From Wikipedia: Asshole (or arsehole in British English) is slang for the anus and is often used as an insult. It is formed from arse, which according to the Oxford English Dictionary has been used since the 11th century to refer to the rump of an animal and since the 14th century to refer to a person's buttocks. The combined form arsehole is first attested from 1500 in its literal use to refer to the anus. ... Its first appearance as an insult term in a newspaper indexed by Google News is in 1965.
At least the mayor has history on his side. In his interview with Jackson Baker in this week's Flyer, Memphis mayor Willie Herenton called his future congressional opponent, Steve Cohen, an "asshole." In discussing what might have happened if he had run into Harold Ford downtown after a heated phone conversation with the former congressman, Herenton said, "I would have whipped his ass." Is there a pattern here?
There is, and it's classic Willie Herenton verbiage, designed to get attention and stir up a reaction — for better or worse. When Jackson called me after the interview on Monday and drolly reported the mayor's remarks, I was amazed but not shocked. I was also a happy editor, since I knew we had a bombshell quote that was sure to draw readers to the paper and to the website. (Is that so wrong?) As I wrote in my column this week, Herenton is the Memphis media's best friend. That doesn't mean it's good for the city. Just the opposite.

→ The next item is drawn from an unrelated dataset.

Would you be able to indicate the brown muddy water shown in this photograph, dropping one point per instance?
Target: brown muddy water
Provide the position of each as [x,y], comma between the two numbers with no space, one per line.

At some point — a long time ago, in Herenton's case — the game grew wearisome. Attention for attention's sake makes Herenton a happy man, but it does nothing to move this city forward. Such name-calling antics are divisive, childish, and create heat, not light, at a time when this city desperately needs to unite and move toward the light of progress.
This adolescent, tough-guy chatter needs to become history. The exception being that most Memphians would probably tell the mayor not to let the screen-door hit him in the ass on the way out.